Tag Archives: competition

Kajabe Cancan

Informant: So I learned this game as a camper at the summer camp at Hume Lake it was called Kajabe Cancan. It was a game that we were never really taught to play, but it is very easy to figure out and it was a huge thing at this camp. Basically there’s a bunch of people, they usually do it by gender because it is so violent. Everyone stands in a circle, and they hold a piece of rope that is like a foot long between everyone. Inside the circle there is usually like 2-3 trashcans, like the big grey ones. The goal of the game is to be the last one standing. To get people out you had to make people let go of one of their ropes, or hit the trash can with any piece of their body. So basically, you are trying to throw around the person next to you to either rip the rope from their hand or toss them into the middle. It is a great forearm workout, haha. It is such a big thing at this camp that they have a night dedicated to it, like there’s a championship round. They form small groups and the winners of each group play a championship round, and whoever wins gets to sign a Golden trashcan. 

Interviewer: Did you ever win?

Informant: No, I got close though, haha. I made it to the championship round but got out pretty early. 

Interviewer: What happens when you get out?

Informant: Nothing really, you just sit out and join the people watching. You let your hands rest. It gets intense, some people got injured. 

Interviewer: What did this game mean to you?

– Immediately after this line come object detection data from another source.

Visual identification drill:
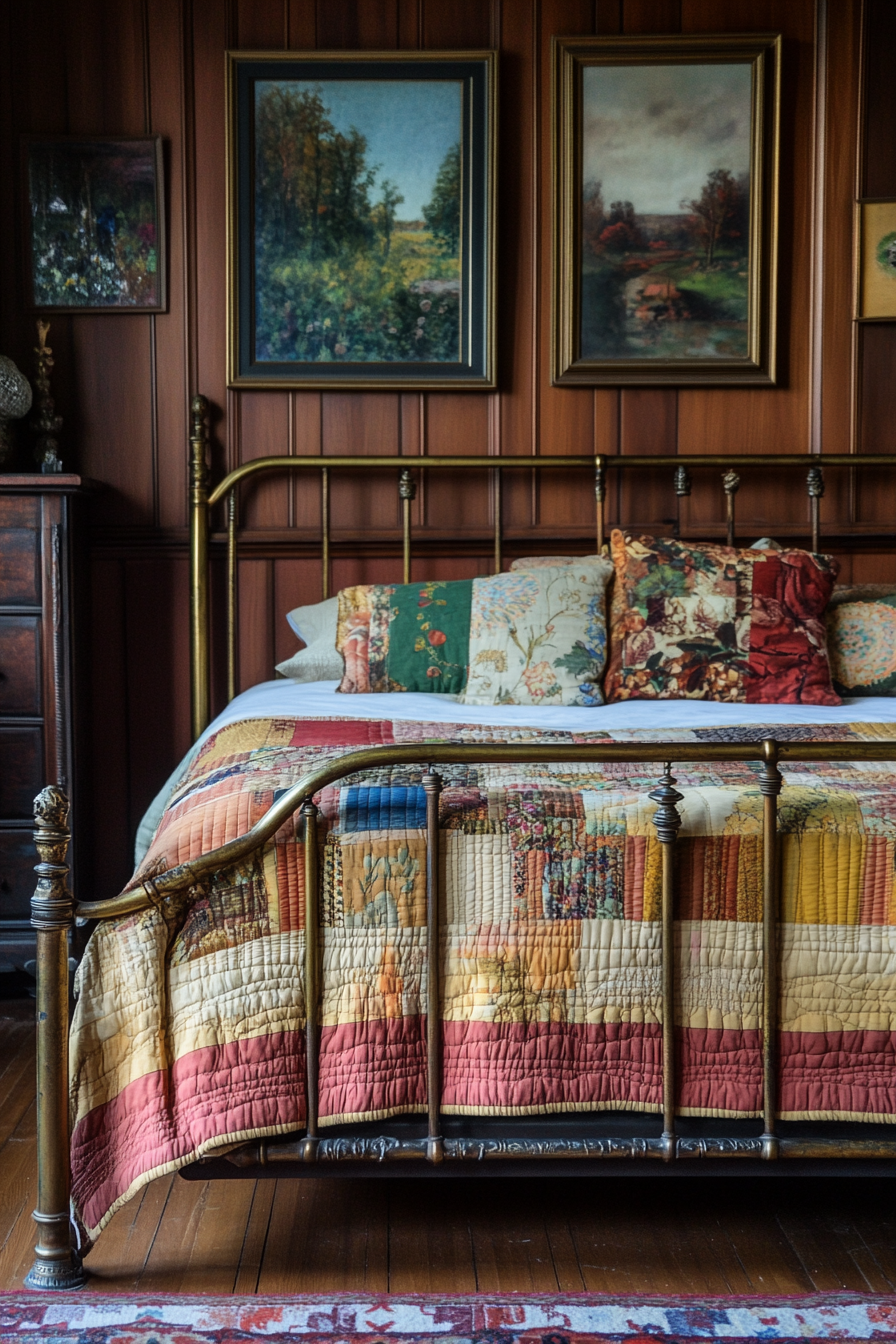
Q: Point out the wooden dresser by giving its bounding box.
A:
[0,474,90,969]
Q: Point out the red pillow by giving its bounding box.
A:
[604,531,841,704]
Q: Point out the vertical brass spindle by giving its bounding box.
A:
[321,466,329,602]
[594,453,607,555]
[26,785,87,1289]
[493,466,504,574]
[649,761,682,1163]
[806,466,825,552]
[423,770,445,1163]
[398,466,416,583]
[759,738,783,1161]
[227,487,238,700]
[721,472,740,546]
[674,466,690,536]
[302,798,321,1163]
[189,396,210,741]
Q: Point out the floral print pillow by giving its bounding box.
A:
[827,583,896,696]
[336,560,613,706]
[604,531,840,704]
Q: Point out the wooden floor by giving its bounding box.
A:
[0,1001,896,1294]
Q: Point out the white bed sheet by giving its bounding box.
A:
[134,679,896,863]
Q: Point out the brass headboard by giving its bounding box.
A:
[189,396,896,741]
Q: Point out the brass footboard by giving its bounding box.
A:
[27,738,896,1289]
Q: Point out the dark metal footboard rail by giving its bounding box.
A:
[27,738,896,1289]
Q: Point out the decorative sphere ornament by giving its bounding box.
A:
[0,355,31,468]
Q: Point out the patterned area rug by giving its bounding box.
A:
[0,1292,896,1344]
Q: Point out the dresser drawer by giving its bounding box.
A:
[0,496,40,606]
[0,827,38,919]
[0,724,46,821]
[0,616,40,716]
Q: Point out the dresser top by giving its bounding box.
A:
[0,472,99,495]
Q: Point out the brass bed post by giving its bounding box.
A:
[189,396,210,742]
[647,761,682,1163]
[321,466,329,602]
[398,466,416,583]
[721,472,740,546]
[806,466,825,554]
[227,485,239,704]
[594,453,607,555]
[493,466,504,574]
[759,738,783,1161]
[26,785,87,1289]
[423,769,445,1163]
[674,466,690,538]
[301,798,321,1163]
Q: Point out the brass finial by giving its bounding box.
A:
[676,466,690,499]
[806,466,825,500]
[647,761,684,844]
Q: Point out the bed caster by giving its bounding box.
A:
[26,1211,87,1293]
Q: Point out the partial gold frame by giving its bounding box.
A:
[224,50,498,392]
[551,34,780,386]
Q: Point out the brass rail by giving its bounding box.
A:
[189,396,896,739]
[75,739,896,919]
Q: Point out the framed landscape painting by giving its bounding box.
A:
[23,136,165,313]
[552,34,780,386]
[856,196,896,323]
[228,51,496,388]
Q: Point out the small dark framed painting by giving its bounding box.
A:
[23,136,167,313]
[552,34,780,386]
[227,51,497,388]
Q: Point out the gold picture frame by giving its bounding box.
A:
[227,51,497,391]
[551,34,780,386]
[856,196,896,323]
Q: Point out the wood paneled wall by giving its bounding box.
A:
[0,0,896,892]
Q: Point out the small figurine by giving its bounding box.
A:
[31,319,62,473]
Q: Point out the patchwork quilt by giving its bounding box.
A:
[71,719,896,1241]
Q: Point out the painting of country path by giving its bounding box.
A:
[253,78,463,366]
[580,60,752,362]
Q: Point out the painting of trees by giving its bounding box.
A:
[681,168,748,266]
[423,144,461,253]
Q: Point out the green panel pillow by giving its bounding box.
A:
[336,560,613,706]
[827,583,896,696]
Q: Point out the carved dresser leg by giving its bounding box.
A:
[26,785,87,1289]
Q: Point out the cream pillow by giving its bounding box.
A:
[277,597,345,681]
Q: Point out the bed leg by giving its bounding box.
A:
[26,785,87,1290]
[647,761,682,1163]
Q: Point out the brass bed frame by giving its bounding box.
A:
[26,396,896,1289]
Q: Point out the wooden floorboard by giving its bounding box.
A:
[0,1003,896,1296]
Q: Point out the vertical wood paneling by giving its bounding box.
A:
[187,0,235,470]
[533,0,594,516]
[145,0,189,527]
[0,0,896,890]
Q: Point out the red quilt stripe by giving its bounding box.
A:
[71,1016,896,1226]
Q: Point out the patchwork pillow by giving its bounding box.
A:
[827,583,896,696]
[604,531,840,704]
[277,597,345,681]
[336,562,611,706]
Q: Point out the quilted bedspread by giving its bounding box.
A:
[71,719,896,1239]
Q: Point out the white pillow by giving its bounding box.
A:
[510,555,613,574]
[277,597,345,681]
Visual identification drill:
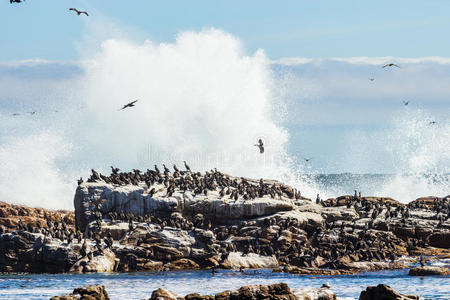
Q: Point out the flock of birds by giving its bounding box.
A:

Informant: Everyone always looked forward to it, it was always a really fun night. This was a church camp, so a lot of churches would go to this camp at once. People would train their campers before going to play because winning was like a huge deal. 

Background

My informant is a good friend and housemate of mine from USC and is a senior at the University of Southern California majoring in Health Promotion and Disease Prevention with a minor in Health Care Studies from San Dimas, CA. She says that a lot of her mannerisms and sayings come from growing up in San Dimas which she describes as being a very small town outside of Los Angeles that feels more midwest than the West coast. She attended summer camps throughout most of her life, starting as a camper and becoming a counselor in high school. 

Context

During our interview the informant let me know about the different games and experiences she had going to many camps growing up as both a camper and a counselor. One of the games that was brought up was Kajabe Cancan.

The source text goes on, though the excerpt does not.